Un néolibéralisme débridé
“On a aimé le néolibéralisme, on va désormais adorer sa version la plus aboutie, que j’appelle l’exolibéralisme, c’est-à-dire une économie de marché tout à fait débridée, entame-t-il. Ce que Trump est en train de montrer, c’est qu’il veut délirer les Etats-Unis de tous les engagements qui auraient pu contraindre la prospérité de son pays. Cela veut dire sortir des organismes internationaux, remettre en cause le commerce international et le multilatéralisme. Les Etats-Unis se dépouillent de ces contraintes au profit d’une prospérité qu’on espère pour eux, mais qui se fera au détriment du reste du monde. Donald Trump a réussi par sa seule force de parole à faire s’écrouler les marchés boursiers mondiaux, ce qui veut dire que sa puissance est réelle.”
Bruno Colmant pense qu’il y a une vraie vision derrière l’apparent chaos de ces cent premiers jours. “La vision politique, c’est d’avoir un pays complètement déréglementé, dérégulé, qui ne soit pas engagé vis-à-vis du reste du monde, pour que dans un logique calviniste et protestante, chacun doive donner le meilleur de lui-même pour contribuer à la prospérité individuelle et collective. C’est un bouleversement complet pour le monde puisque la démocratie américaine bascule vers un système politique égoïste au point qu’il pourrait devenir fasciste ou fascisant.”
Les Américains affirment, ce faisant, leur autonomie par rapport à l’Europe et leur absence de contrainte morale vis-à-vis du reste du monde.
Le risque d’un choc financier
Mais les premiers effets de ces annonces erratiques, notamment sur les droits de douane, mettent à mal l’économie et la croissance. Un paradoxe? “Ce n’est pas positif et les Américains vérifient tous les jours que les promesses de Trump ne sont pas tenues en matière d’inflation, acquiesce Bruno Colmant. Mais on sous-estime un attribut des Américains qui est le patriotisme. Quand le président, qui est l’émergence d’un peuple, engage des souffrances pour un avenir qui sera meilleur, les Américains vont se soumettre.”

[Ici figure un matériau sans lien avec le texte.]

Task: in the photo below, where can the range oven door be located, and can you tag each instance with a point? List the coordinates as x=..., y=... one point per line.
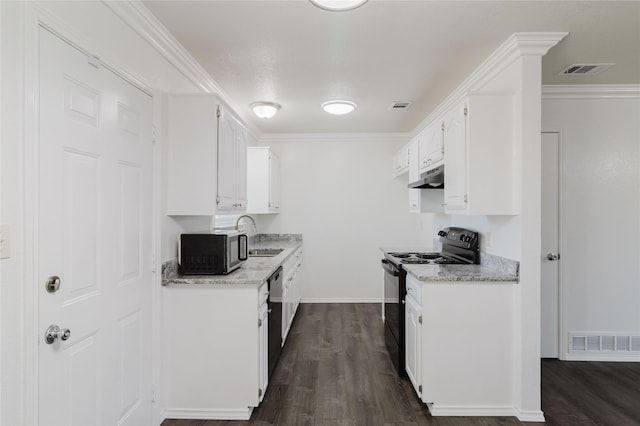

L’économiste épingle souvent la volonté délibérée d’affaiblir le dollar pour affaiblir les ardoises de la dette. “Les Etats-Unis sont un pays trop endetté, dont l’endettement n’est plus du tout sous contrôle et qui le sera encore moins avec les baisses d’impôt que Trump a promises, argumente-t-il. La dette américaine est essentiellement détenue aux Etats-Unis et pour un quart par le reste du monde. Quand les Américains s’étranglent sous leur propre dette, ils déprécient le dollar.” Il y a eu deux précédents en 1934 avec Roosevelt et en 1971 avec Nixon, rappelle-t-il.
“Ce sont les prémices d’un choc financier que l’on n’a pas encore bien appréhendé, souligne-t-il. L’indice de l’envergure de ce choc à venir, c’est le prix de l’or qui ne réagit pas du tout à l’inflation, mais anticipe des problèmes monétaires.”
Nos libertés menacées
L’académicien évoque aussi longuement la “rupture de confiance” perceptible en Belgique vis-à-vis du gouvernement De Wever.
Qu’est-ce qui fait courir cet intellectuel omniprésent? “L’écriture est avant tout une révolte et l’urgence de transmettre, explique-t-il. Je n’ai jamais aimé la Belgique bien pensante et bourgeoise, contente d’elle-même. Quand on a la chance de pouvoir s’exprimer dans les médias, c’est important d’interpeller. Nous sommes tous des acteurs de changement.”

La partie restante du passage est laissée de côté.